Code and Data in the Light of DSLs

Posted by Kai Kreuzer on July 3, 2007
In the keynote at TSSJS, Martin Fowler talked about one of his favorite topics: Domain Specific Languages (DSLs). In his point of view this is all about writing readable code that speaks for itself and doesn't need any further inline documentation to be understood. That general purpose languages such as Java do not fulfill this requirement can be at the vast number of proprietary XML configuration files, each of which is based on his own little DSL, according to Fowler. I agree with him that extensive XML configurations do not help the readability at all and rather result in the infamous XML configuration hell. With the advent of Spring, more and more information is moved from the code to XML files and although the Spring team doesn't see any problem with this, projects like the SpringIDE hint that there is some lack of readability in these files and that a tool-supported representation of the information might be of help.

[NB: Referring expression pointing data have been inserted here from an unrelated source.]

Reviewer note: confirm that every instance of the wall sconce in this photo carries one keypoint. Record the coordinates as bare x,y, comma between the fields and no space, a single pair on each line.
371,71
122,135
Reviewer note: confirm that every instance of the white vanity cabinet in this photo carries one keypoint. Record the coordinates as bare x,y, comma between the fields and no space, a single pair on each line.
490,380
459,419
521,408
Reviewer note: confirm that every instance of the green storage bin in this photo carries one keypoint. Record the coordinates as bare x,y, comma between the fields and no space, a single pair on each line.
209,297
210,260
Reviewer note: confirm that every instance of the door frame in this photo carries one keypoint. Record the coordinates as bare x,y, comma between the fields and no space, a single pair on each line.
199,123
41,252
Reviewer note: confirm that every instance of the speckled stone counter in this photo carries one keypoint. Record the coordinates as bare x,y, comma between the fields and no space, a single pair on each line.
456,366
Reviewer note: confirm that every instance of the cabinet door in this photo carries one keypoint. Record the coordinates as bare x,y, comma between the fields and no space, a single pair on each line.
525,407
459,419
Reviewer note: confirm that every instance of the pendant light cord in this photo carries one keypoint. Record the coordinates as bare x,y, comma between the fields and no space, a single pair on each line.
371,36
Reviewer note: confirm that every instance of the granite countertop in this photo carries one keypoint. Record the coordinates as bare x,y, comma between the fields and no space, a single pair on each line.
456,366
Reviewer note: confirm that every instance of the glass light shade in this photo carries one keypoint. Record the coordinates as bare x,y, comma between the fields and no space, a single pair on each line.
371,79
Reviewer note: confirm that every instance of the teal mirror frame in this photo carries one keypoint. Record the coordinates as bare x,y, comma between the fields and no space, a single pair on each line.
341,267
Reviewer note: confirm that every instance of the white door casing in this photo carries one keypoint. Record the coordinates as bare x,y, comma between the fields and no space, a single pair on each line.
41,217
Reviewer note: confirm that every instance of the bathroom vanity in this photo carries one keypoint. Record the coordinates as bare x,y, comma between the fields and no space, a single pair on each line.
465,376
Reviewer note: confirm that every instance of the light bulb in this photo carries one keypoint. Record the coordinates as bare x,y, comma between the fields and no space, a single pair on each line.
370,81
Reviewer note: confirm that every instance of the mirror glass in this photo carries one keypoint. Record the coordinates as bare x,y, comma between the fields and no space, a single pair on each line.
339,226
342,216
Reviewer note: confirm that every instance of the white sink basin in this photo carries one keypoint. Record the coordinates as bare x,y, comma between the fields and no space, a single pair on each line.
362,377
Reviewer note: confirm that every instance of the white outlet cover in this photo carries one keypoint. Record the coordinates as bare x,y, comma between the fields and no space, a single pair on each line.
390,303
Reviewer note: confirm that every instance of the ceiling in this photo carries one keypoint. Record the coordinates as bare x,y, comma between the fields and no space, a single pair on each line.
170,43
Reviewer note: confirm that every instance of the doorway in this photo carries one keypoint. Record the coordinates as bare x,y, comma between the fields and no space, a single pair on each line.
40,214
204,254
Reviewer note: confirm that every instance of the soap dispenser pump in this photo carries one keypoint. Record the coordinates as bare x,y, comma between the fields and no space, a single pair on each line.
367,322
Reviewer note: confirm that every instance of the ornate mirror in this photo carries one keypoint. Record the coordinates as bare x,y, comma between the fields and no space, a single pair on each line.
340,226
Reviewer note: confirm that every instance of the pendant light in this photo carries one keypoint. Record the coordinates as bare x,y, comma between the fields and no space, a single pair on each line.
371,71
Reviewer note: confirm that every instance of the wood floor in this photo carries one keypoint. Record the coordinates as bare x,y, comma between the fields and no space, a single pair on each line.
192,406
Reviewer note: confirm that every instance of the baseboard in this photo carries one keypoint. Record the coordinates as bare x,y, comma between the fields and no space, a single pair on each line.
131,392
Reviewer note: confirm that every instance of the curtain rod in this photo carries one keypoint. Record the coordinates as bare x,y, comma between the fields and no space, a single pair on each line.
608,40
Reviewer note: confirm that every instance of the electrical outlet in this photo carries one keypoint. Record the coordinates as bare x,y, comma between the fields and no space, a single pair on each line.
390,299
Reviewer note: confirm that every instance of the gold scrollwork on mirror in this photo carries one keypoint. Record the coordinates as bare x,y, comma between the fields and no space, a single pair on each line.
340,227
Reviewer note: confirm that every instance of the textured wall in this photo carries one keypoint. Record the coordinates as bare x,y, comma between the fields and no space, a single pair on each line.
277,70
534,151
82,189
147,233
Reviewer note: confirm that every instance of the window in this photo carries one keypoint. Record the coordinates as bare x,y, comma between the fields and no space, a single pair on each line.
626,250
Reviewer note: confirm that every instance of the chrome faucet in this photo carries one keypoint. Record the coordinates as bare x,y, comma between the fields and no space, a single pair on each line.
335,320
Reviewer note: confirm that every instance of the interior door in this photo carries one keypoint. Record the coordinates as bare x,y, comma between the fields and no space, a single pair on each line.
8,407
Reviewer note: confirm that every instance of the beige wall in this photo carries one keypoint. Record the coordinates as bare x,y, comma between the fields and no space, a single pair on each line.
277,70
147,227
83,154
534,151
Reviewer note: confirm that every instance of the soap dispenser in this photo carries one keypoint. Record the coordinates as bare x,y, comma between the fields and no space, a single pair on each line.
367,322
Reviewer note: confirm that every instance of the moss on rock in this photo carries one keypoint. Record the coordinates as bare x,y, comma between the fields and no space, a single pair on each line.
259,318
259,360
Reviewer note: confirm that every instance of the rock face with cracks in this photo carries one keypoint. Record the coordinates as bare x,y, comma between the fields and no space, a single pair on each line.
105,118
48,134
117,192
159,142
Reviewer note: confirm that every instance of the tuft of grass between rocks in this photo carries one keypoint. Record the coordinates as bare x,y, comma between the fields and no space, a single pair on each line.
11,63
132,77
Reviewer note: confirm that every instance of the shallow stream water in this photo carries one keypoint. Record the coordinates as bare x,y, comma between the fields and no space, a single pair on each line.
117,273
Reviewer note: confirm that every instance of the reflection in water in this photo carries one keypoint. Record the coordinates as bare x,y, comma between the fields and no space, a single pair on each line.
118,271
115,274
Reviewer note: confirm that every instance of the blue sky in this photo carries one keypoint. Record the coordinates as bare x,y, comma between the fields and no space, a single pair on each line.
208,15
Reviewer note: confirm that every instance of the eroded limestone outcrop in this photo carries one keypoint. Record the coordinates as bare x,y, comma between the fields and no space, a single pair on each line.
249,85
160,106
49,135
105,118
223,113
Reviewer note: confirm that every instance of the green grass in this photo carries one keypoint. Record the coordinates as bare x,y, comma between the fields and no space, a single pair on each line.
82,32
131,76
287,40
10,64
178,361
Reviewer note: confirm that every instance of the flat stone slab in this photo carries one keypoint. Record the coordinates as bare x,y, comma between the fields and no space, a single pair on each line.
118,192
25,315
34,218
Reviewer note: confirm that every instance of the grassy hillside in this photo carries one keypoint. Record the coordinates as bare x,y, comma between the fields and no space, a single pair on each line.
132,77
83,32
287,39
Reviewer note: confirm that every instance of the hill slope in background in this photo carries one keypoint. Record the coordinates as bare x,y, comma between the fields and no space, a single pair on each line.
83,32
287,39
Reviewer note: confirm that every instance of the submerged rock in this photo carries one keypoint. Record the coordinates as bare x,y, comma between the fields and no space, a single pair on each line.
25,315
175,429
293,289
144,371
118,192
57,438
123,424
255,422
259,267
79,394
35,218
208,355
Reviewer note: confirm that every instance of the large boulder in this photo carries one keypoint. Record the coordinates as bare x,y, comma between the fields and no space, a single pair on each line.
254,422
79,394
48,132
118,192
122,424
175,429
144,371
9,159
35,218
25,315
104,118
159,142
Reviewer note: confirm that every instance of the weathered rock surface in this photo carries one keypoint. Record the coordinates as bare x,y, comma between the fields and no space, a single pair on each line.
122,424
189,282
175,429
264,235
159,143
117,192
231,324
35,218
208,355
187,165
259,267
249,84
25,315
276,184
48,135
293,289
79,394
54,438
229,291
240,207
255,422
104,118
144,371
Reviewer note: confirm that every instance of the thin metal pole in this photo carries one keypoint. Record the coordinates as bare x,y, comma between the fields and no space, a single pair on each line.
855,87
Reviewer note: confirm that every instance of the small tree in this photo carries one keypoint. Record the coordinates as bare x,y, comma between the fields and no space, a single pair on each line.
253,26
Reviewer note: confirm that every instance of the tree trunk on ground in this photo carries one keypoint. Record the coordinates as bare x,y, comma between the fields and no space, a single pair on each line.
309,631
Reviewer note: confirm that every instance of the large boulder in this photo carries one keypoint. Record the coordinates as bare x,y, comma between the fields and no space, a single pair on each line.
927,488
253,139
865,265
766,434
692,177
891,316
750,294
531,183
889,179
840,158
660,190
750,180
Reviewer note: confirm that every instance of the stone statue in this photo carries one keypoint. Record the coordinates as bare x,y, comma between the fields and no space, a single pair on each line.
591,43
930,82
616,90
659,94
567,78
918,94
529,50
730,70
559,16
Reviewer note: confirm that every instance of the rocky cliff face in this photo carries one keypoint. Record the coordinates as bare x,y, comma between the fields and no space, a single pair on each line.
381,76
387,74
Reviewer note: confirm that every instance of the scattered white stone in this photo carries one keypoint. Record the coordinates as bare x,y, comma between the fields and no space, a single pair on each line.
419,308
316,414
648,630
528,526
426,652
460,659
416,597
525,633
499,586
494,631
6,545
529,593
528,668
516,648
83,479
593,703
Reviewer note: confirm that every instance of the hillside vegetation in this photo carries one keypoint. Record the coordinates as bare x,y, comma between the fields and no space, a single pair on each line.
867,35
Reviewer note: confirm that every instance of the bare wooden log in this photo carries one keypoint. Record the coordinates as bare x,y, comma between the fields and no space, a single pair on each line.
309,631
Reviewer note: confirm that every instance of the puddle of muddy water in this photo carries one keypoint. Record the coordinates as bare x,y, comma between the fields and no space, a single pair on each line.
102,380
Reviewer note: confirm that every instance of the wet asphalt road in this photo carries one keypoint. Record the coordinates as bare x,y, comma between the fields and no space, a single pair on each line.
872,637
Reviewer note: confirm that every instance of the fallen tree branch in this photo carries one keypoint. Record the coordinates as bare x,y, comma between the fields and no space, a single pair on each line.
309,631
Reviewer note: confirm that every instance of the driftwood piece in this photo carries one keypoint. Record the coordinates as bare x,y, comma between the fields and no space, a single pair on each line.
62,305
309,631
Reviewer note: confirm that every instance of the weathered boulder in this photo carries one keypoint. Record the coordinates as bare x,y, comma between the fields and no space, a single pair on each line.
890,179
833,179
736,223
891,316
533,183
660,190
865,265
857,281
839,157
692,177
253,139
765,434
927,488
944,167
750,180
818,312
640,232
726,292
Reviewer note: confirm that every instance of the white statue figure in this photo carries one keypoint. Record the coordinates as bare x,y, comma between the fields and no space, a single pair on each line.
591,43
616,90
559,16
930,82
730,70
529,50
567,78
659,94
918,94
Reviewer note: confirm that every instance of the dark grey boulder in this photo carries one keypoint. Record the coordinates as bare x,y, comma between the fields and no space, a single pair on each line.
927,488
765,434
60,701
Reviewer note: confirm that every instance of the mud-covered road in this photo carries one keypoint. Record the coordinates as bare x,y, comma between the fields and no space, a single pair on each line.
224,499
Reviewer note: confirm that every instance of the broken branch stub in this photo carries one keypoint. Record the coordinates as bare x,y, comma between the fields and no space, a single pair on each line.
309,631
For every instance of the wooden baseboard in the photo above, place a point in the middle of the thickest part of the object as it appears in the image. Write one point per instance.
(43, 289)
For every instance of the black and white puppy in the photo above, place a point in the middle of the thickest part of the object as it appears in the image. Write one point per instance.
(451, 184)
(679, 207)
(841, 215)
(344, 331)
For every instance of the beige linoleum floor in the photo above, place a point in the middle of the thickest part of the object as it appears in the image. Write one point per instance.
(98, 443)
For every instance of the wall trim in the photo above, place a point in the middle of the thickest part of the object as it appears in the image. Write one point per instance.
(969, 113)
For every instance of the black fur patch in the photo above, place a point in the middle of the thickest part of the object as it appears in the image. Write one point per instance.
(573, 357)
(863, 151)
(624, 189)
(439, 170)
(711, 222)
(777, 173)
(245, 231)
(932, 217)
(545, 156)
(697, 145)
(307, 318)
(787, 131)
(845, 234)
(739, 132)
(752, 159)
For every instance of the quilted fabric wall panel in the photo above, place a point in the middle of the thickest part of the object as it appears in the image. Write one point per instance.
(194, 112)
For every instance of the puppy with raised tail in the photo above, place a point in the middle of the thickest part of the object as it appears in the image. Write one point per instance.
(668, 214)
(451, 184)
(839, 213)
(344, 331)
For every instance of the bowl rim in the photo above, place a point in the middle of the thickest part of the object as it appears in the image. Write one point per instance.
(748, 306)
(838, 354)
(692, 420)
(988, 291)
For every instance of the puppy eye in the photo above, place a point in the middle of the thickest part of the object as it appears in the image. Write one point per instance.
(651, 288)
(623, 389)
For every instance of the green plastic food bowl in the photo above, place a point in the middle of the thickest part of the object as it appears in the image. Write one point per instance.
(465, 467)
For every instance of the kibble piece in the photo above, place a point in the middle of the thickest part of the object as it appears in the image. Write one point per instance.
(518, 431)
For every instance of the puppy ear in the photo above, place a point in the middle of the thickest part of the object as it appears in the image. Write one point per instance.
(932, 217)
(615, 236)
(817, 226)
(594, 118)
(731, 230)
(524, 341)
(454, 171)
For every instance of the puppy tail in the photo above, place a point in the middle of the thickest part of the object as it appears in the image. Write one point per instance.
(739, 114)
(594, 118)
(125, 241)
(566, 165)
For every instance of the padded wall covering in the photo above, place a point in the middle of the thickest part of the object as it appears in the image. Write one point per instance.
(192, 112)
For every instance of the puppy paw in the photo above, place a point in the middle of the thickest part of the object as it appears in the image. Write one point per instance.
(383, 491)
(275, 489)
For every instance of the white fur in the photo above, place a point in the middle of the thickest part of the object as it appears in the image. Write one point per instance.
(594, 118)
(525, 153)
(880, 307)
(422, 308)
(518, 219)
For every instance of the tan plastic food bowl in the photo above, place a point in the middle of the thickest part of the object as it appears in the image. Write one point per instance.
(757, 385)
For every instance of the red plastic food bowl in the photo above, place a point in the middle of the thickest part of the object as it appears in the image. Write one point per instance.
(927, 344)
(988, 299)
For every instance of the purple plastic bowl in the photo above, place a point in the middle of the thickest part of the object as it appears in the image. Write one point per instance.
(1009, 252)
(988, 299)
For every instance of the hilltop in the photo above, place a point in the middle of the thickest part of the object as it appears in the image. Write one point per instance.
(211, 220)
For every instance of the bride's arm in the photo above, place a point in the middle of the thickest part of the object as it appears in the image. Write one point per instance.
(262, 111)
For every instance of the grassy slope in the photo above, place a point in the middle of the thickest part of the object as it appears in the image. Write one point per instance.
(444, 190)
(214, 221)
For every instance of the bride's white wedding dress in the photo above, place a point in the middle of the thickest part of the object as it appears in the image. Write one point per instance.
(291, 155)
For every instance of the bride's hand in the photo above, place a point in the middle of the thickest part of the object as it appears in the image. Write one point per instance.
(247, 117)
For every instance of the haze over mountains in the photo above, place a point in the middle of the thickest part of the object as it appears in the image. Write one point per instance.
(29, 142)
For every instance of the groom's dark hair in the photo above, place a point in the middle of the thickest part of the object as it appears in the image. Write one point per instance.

But didn't we just mix up two different things: Java and XML? Java is used to write code, while XML merely holds some configuration data. Is that really the case? And what is actually the difference between code and data?

Code vs. Data
On machine level, its all just bytes. A memory range can store machine code and/or data, and there is no sign on what the information is supposed to be. It is easy to execute data - buffer overflow exploits demonstrate this daily. Higher level programming languages such as Java introduce a strong separation of code and data in order to prevent such security holes. XML is widely used for configuration data and for the exchange of runtime data (think of web services or message queues). But then there are things like HTML, BPEL, etc. Do these merely hold configuration data or are they actually code? What about a script that is stored inside a database and executed via the Java Scripting API? And what is a rule in jRules? The boundaries between pure code that defines the sequence of the operations and data that influences the decisions in this sequence has become completely blurred. It is a matter of personal taste where configuration ends and code starts - only the power of the syntax might be used here as a guide and as a starting point for discussions.

Use Cases of DSLs
Let's come back to DSLs. Do they now address code or configuration? After aboves elaboration, the answer is both. Although the general discussion of DSLs often refers to DSL-enabling languages like Lisp and Ruby, and by this at the description of code, there are also frameworks like openArchitectureWares xText that help to describe models, i.e. data structures with a DSL. Fowler distinguishes between external and internal DSLs. Not wanting to draw a line here, I am still tempted to say that internal DSLs are usually a better match for code, while external DSLs are a good candidate for data.

DSLs and XML
So will DSLs be a solution to the XML configuration hell? I do not believe so. As I said, on the one hand the public discussion is much more about dynamic languages that are seen as the saviour for many problems - for code. On the other hand, XML languages still spread unmolestedly and there is no end in sight - but that's what XML was about right? Having an XML Schema as your DSL simply gives you a platform independent format with tool support (XML editors and parsers) for all you ever wanted to express. What is just lacking is the readibility that Fowler asks for. But instead of replacing XML and XML Schema with some well-readable DSL, the market seems to strive for a different solution: It regards XML merely as the serialisation format and provides graphical editors on top of these. Now that is readable as a diagram looks so much better than XML code. We just might now end up in an editor hell - you will need a vast set of editors (all with a different user experience of course) just to configure your application. So how will we change this if we just have "vi" available on a remote console? Well, let's hope that the XML format is still human-readable and that the XSD is somewhere near!

Summary
The dilemma is that XML Schemas are the most widespread DSLs, while not offering a good readability. The current discussions on DSLs won't have any impact on this fact - in contrast, in our heterogeneous world XML will continue to spread not only as a configuration or data format, but also to express programmatic logic (e.g. BPEL). Instead of having an easily readable format, more and more graphical editors will become available to ease the work with these XML formats and to make them available to (business-oriented) people that are not at ease with XML.